The UK Citizenship Process: Integration or Marginalization?

Monday, 16 July 2018: 17:30
Oral Presentation
David BARTRAM, University of Leicester, United Kingdom
The UK ‘citizenship process’ subjects immigrants (especially those who want to become citizens) to a set of requirements ostensibly intended to enhance their identification with ‘British values’. What impact does that policy have on the immigrants themselves? Proponents of the policy suggest it will facilitate their integration: as they learn about ‘life in the UK’, they will become better able to understand and navigate core institutions. Many external observers, by contrast, believe that the requirements exacerbate marginalization, by constructing immigrants as objects of presumptive suspicion and concern.

For the most part, this debate has been conducted via analysis of policies and documents. In this paper I adopt an empirical strategy focusing on outcomes for the immigrants themselves. Using panel data from ‘Understanding Society’ (the UK household panel survey), I investigate interest in politics among those who are non-citizens at Wave 1, comparing those who became citizens by Wave 6 to those who remained non-citizens.

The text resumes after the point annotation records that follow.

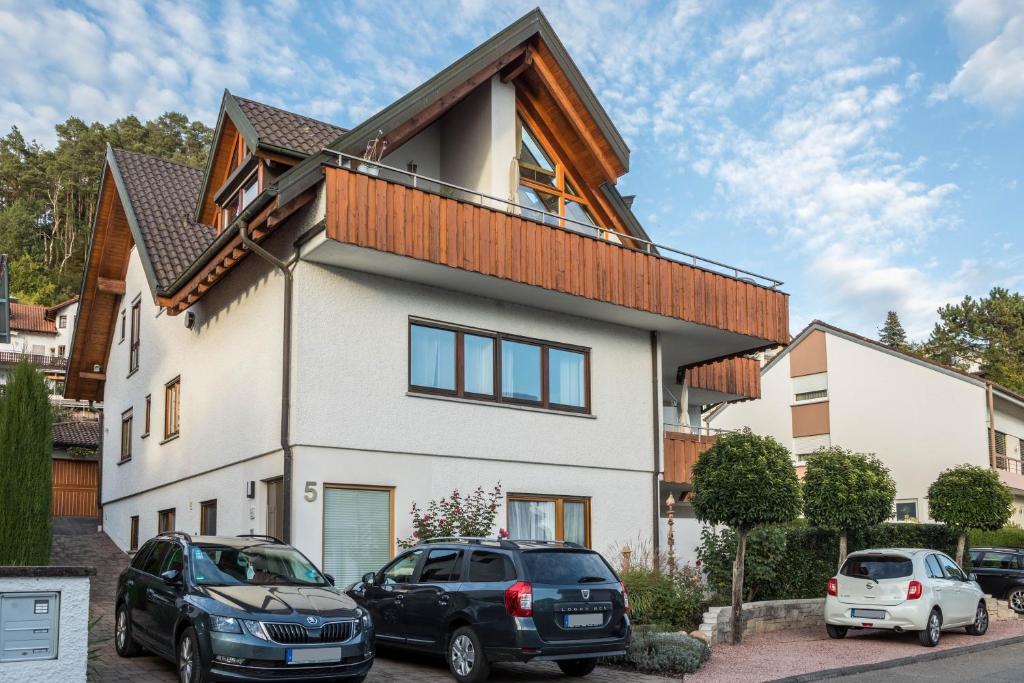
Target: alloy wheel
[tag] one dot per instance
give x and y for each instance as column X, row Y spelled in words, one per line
column 185, row 660
column 463, row 655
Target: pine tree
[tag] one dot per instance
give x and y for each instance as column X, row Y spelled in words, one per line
column 26, row 452
column 892, row 333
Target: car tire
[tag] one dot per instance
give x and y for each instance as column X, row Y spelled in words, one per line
column 933, row 630
column 836, row 632
column 577, row 668
column 465, row 655
column 187, row 660
column 124, row 643
column 1015, row 598
column 980, row 625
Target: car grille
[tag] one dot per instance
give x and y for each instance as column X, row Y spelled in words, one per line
column 337, row 632
column 287, row 633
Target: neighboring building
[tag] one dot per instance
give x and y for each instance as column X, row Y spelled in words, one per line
column 499, row 315
column 76, row 468
column 832, row 387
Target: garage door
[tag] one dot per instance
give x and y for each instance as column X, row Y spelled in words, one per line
column 358, row 534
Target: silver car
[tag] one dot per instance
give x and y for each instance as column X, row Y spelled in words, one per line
column 904, row 589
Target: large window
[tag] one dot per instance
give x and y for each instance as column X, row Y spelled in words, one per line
column 172, row 407
column 545, row 187
column 126, row 421
column 549, row 518
column 492, row 366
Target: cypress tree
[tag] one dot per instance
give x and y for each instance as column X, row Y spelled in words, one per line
column 26, row 475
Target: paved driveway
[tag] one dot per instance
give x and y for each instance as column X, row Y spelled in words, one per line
column 77, row 542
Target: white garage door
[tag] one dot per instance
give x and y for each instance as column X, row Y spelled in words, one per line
column 357, row 534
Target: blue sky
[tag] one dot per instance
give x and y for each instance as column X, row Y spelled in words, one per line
column 868, row 154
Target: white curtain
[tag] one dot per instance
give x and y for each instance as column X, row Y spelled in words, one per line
column 532, row 520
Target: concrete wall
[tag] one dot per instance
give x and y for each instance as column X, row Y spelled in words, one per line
column 73, row 629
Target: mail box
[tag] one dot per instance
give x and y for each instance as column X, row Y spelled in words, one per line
column 29, row 626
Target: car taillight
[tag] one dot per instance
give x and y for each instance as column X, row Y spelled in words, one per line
column 519, row 599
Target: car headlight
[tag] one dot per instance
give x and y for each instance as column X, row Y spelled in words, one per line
column 255, row 629
column 224, row 624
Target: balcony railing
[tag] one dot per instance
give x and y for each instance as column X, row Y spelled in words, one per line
column 460, row 194
column 51, row 361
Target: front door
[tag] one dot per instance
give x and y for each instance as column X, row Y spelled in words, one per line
column 275, row 508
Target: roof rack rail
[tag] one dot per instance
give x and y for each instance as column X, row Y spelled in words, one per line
column 260, row 536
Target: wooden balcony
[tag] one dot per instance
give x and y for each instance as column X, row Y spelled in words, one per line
column 448, row 227
column 681, row 453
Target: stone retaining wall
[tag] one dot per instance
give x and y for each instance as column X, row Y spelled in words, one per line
column 778, row 614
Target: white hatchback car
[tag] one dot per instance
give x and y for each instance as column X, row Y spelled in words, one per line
column 904, row 589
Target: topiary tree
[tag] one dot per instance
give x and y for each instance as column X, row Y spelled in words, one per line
column 845, row 491
column 743, row 481
column 968, row 497
column 26, row 453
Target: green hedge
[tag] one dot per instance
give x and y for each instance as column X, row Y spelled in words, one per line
column 796, row 560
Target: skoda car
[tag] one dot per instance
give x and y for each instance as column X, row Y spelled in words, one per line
column 904, row 590
column 242, row 608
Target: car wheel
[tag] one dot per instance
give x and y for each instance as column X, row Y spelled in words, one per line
column 189, row 664
column 1016, row 599
column 836, row 632
column 466, row 658
column 980, row 625
column 123, row 641
column 577, row 668
column 933, row 631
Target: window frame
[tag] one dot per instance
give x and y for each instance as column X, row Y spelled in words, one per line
column 497, row 395
column 172, row 395
column 127, row 418
column 559, row 502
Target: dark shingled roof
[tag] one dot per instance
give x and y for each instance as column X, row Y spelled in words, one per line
column 163, row 195
column 288, row 130
column 80, row 432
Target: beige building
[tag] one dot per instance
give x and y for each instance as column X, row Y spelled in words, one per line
column 832, row 387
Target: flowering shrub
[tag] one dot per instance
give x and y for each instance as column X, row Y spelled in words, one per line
column 456, row 515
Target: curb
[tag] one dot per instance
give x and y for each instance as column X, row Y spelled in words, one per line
column 902, row 662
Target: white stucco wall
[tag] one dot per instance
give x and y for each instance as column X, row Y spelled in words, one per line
column 73, row 630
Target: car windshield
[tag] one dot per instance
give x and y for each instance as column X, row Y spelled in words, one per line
column 257, row 564
column 878, row 567
column 566, row 566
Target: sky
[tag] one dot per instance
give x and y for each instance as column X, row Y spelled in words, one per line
column 869, row 154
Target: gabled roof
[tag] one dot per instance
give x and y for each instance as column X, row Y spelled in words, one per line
column 286, row 131
column 159, row 197
column 30, row 317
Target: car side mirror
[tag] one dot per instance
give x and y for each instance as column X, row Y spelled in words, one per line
column 171, row 578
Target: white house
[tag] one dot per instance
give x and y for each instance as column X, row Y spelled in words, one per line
column 327, row 326
column 832, row 387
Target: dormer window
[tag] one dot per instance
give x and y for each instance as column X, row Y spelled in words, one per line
column 545, row 186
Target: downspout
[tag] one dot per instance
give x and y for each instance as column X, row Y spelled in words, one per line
column 286, row 372
column 655, row 383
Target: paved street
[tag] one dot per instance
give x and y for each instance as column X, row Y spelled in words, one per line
column 1000, row 665
column 77, row 543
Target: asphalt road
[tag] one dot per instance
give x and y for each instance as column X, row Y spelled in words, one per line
column 999, row 665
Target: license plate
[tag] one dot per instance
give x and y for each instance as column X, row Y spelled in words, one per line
column 868, row 613
column 313, row 654
column 588, row 621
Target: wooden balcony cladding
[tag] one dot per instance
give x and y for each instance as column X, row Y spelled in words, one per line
column 390, row 217
column 739, row 376
column 681, row 453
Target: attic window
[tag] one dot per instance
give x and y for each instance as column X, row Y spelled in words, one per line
column 545, row 187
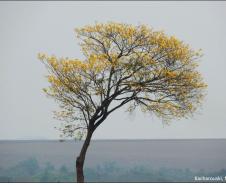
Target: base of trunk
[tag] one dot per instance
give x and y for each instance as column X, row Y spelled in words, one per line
column 79, row 170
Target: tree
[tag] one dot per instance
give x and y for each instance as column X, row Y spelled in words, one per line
column 123, row 65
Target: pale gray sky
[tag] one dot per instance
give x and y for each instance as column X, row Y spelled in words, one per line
column 27, row 28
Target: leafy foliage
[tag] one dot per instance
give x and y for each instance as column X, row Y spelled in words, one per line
column 124, row 65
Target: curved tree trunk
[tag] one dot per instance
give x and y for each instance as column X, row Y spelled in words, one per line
column 81, row 158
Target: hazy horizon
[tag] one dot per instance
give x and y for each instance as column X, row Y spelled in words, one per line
column 28, row 28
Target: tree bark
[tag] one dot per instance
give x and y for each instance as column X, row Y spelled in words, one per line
column 81, row 158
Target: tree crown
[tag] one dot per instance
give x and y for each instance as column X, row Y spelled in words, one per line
column 124, row 64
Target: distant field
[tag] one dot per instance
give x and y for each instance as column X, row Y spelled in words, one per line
column 193, row 154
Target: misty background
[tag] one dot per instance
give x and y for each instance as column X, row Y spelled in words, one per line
column 28, row 28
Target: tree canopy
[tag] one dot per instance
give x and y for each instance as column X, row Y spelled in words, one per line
column 124, row 65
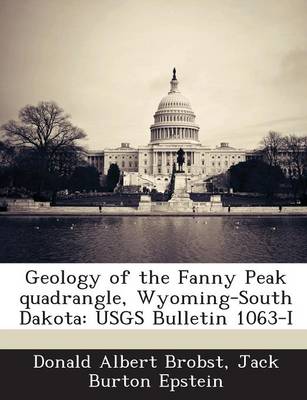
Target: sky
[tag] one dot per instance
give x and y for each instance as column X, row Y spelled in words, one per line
column 241, row 63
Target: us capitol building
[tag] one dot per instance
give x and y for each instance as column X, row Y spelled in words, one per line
column 174, row 127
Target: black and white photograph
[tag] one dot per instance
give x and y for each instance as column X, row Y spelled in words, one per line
column 153, row 131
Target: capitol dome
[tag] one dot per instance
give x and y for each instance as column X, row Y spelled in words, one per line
column 174, row 121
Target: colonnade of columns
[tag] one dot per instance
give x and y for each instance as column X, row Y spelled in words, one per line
column 174, row 133
column 167, row 158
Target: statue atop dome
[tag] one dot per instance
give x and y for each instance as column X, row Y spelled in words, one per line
column 180, row 159
column 174, row 74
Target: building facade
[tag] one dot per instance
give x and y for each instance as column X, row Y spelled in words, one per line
column 174, row 127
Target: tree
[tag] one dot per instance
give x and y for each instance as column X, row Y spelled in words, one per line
column 113, row 177
column 48, row 132
column 272, row 143
column 296, row 162
column 255, row 176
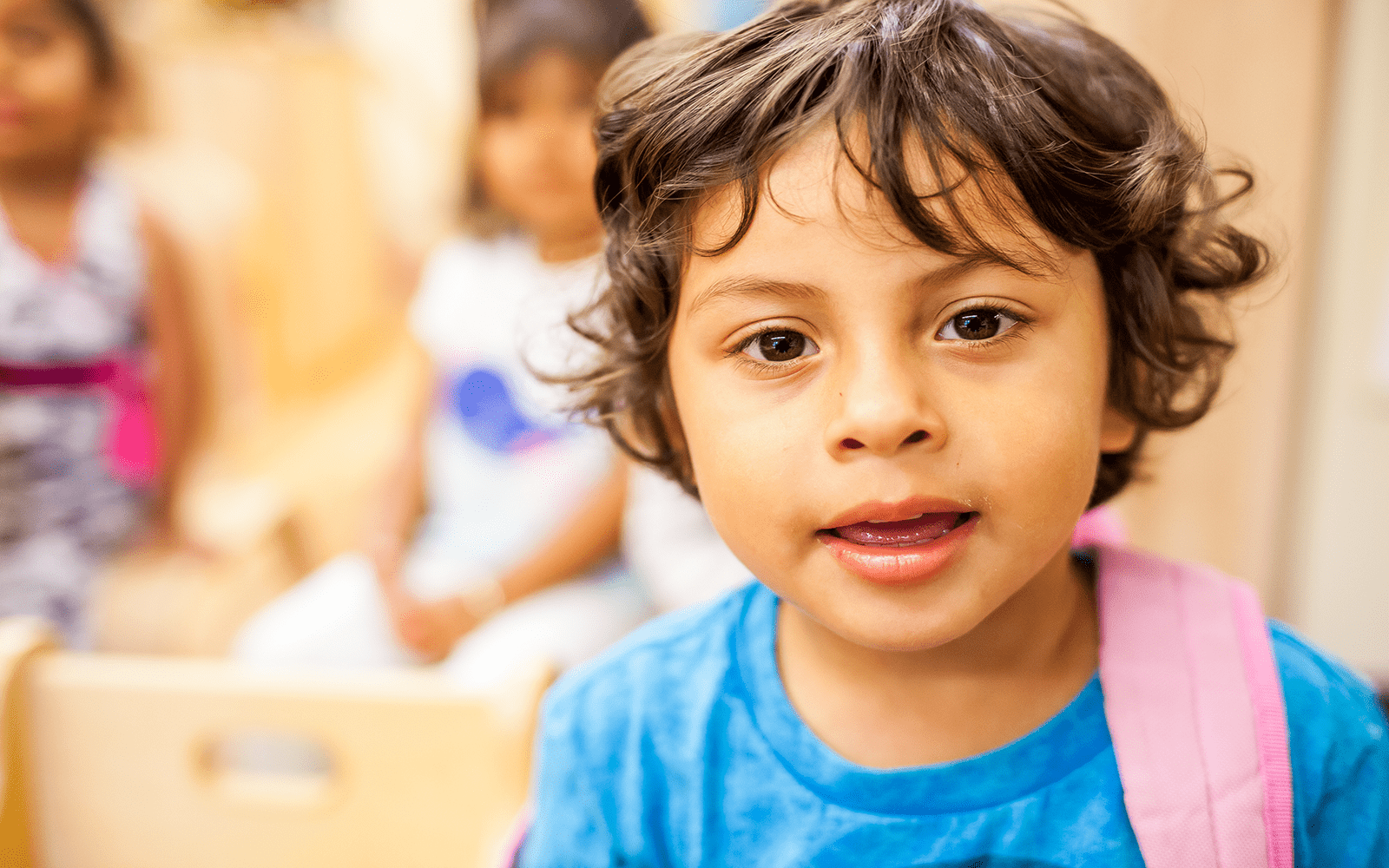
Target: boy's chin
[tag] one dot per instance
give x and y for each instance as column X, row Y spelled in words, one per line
column 875, row 627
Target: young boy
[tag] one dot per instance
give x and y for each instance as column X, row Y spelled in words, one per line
column 899, row 288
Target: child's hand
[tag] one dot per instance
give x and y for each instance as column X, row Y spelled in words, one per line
column 431, row 629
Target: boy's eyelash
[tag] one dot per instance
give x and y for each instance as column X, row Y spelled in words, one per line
column 1023, row 323
column 743, row 358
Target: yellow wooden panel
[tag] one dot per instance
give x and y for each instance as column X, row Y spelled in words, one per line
column 421, row 775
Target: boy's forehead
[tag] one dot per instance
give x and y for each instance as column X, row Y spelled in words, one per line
column 817, row 182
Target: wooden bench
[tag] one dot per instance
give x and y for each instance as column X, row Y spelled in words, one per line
column 122, row 761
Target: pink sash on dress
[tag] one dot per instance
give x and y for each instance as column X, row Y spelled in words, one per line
column 132, row 439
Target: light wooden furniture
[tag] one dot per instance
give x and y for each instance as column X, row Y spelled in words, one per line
column 120, row 761
column 253, row 156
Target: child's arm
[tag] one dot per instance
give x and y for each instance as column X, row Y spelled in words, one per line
column 170, row 317
column 398, row 509
column 587, row 538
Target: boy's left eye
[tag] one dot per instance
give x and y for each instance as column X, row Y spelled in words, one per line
column 780, row 345
column 978, row 324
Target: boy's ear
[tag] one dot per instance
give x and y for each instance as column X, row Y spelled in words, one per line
column 1117, row 431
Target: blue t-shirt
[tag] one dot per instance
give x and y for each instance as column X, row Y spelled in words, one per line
column 680, row 747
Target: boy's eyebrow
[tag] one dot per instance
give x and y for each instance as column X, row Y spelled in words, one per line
column 743, row 285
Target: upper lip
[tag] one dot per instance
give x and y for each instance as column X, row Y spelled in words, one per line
column 902, row 510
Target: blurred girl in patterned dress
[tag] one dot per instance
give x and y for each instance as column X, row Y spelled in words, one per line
column 95, row 363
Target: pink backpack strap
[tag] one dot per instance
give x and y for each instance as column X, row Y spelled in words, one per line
column 1196, row 713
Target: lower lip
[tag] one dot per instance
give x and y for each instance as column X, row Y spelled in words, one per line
column 900, row 566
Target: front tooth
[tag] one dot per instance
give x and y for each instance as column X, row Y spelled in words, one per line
column 884, row 521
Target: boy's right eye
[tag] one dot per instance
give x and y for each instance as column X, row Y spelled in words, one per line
column 780, row 345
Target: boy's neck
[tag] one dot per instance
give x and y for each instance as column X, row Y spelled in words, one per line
column 1004, row 680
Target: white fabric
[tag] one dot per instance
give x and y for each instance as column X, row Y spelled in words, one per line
column 497, row 307
column 671, row 546
column 337, row 618
column 484, row 310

The analysis indicates that those who became citizens subsequently reported lower interest in politics, controlling for other determinants. The longitudinal nature of the analysis suggests that this decrease comes as a consequence of their naturalization, rather than indicating lower interest already prior to naturalization. This unexpected finding reinforces the concerns of critics of the ‘citizenship test’ regime: the policy appears to do more to alienate new citizens than it does to facilitate their integration in the political sphere.